3. Hubungan nama dan pandangan hidupnya.

Tujuan dan harapan dari kata “Sunda” tetunya mengharapkan kebaikan dalam berbagai aspek di masyarakat. Hanya sebuah nama tentunya tidak akan berarti apabila tidak diiringi dengan pandangan hidup masyarakatnya yang diaplikasikan dalam kehidupan sehari-hari. Untuk mendukung dari nama yang baik itu tentunya masyarakat harus menciptakan norma-norma kemasyarakatan, agar tujuan dari pemberian nama tersebut dapat berhasil.

Norma-norma tersebut merupakan salah satu aspek dari pandangan hidup yang sudah barang tentu dimiliki oleh setiap kelompok masyarakat bahkan semua bangsa di muka bumi ini. Masalah pandangan hidup suatu bangsa merupakan persoalan yang sangat asasi bagi kekokohan dan kelestarian suatu bangsa.
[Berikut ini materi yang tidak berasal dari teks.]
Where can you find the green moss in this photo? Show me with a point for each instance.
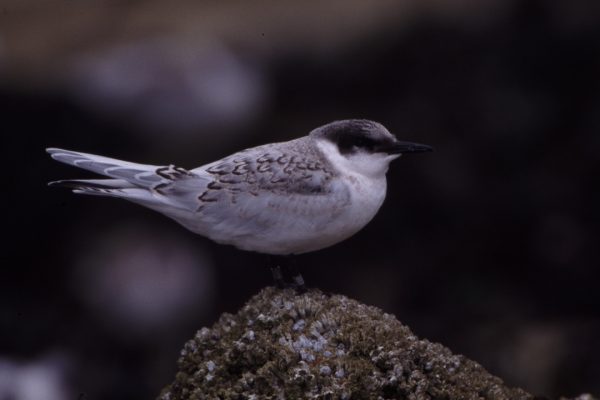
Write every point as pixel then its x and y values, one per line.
pixel 282 345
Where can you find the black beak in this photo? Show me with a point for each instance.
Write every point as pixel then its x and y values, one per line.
pixel 399 147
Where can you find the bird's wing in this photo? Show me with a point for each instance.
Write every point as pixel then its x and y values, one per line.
pixel 157 187
pixel 287 184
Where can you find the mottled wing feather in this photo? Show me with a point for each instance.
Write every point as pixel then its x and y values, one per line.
pixel 285 185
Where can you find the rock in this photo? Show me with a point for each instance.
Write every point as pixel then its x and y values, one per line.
pixel 281 345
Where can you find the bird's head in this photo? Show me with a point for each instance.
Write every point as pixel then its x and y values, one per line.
pixel 362 146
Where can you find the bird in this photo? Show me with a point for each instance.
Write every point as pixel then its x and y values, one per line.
pixel 280 199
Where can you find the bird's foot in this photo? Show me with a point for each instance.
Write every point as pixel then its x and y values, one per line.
pixel 285 267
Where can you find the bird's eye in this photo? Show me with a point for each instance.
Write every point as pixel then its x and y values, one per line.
pixel 364 143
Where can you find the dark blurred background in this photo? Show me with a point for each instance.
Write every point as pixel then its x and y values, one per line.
pixel 488 245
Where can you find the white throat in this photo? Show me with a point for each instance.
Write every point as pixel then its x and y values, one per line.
pixel 369 165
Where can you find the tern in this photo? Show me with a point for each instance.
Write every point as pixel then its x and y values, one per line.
pixel 279 199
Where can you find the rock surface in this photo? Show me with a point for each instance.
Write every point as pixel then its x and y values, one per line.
pixel 281 345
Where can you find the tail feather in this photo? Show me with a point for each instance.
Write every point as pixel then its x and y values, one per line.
pixel 167 189
pixel 138 174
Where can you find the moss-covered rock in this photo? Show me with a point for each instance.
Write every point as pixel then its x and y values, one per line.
pixel 286 346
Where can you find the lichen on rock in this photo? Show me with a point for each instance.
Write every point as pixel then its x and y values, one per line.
pixel 282 345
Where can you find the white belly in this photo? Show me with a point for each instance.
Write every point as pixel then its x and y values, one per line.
pixel 302 232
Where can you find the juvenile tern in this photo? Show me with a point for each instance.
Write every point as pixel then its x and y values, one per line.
pixel 279 199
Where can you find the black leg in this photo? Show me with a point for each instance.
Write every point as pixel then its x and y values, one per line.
pixel 285 273
pixel 297 279
pixel 273 263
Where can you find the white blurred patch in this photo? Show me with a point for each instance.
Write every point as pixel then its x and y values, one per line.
pixel 169 85
pixel 43 379
pixel 144 281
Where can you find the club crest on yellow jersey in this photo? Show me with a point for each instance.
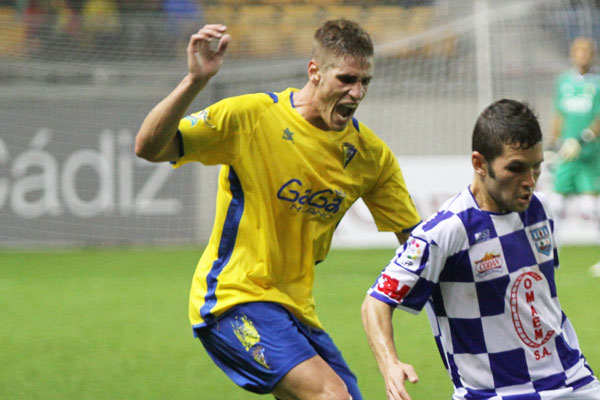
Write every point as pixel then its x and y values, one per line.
pixel 349 151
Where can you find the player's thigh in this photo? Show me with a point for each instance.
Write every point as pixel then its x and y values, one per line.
pixel 256 345
pixel 312 379
pixel 329 352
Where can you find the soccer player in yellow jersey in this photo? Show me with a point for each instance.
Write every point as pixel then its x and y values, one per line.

Karena, dalam pandangan hidup ini terkandung konsep dasar mengenai kehidupan yang dicita-citakan oleh sesuatu bangsa, terkandung pikiran-pikiran terdalam dan gagasan suatu bangsa mengenai wujud kehidupan yang dianggap baik. Pandangan hidup suatu bangsa merupakan suatu kristalisasi dari nilai-nilai yang dimiliki oleh bangsa itu sendiri, yang diyakini kebenarannya dan menimbulkan tekad pada bangsa itu untuk mewujudkannya.

Masyarakat Sunda sebagai kelompok masyarakat budaya yang sudah tua dan mampu bertahan hingga kini kiranya memiliki pandangan hidupnya sendiri dan dapat hidup dalam kemandiriannya di tengah-tengah masyarakat dan budaya lainnya. Pandangan hidup itu mencakup unsur-unsur tentang manusia sebagai pribadi, hubungan manusia dengan lingkungan masyarakatnya, hubungan manusia dengan alam, hubungan manusia dengan Tuhan, dan tentang manusia dalam mengejar kemajuan lahiriah dan kepuasaan batiniah.

Munculnya pandangan hidup ini tentunya sebuah harapan agar terciptanya sebuah kesinambungan antara nama dengan tingkah laku masyarakatnya. Nama sunda yang sudah baik, tidak akan terlaksana baik apa bila masyarakatnya tidak memiliki pandangan hidup yang baik, padangan hidup ini harus menjadi sebuah norma sehingga masyarakatnya benar-benar mentaatinya dan tujuan akhirnya adalah tercipta kebaikan dalam masyarakatnya seperti apa yang tersirat dalam arti nama sunda.

4. Pandangan Hidup Orang Sunda Mengatur hubungan antara manusia dengan sesama manusia, agar tujuan dari arti nama “Sunda” itu dapat tercapai?

1. Kawas gula jeung peueut
“seperti gula dengan nira yang matang”
artinya : hidup rukun sayang menyayangi, tidak pernah berselisih.

2. Ulah kawas seuneu jeung injuk
“jangan     sepert api dengan ijuk”
Artinya: jangan mudah berselisih.agar pandai mengendalikan napsu-napsu negatif yang merusak hubungan dengan orang lain.

3. Ulah nyieun pucuk ti girang
“jangan merusak tunas dari hulu”
Artinya: jangan mencari bibit permusuhan

4. Ulah neundeun piheuleut ulah nunda picela
“jangan menyimpan jarak jangan menyimpan cela”
Artinya: jangan mengajak orang lain untuk melakukan kejelekan dan permusuhan.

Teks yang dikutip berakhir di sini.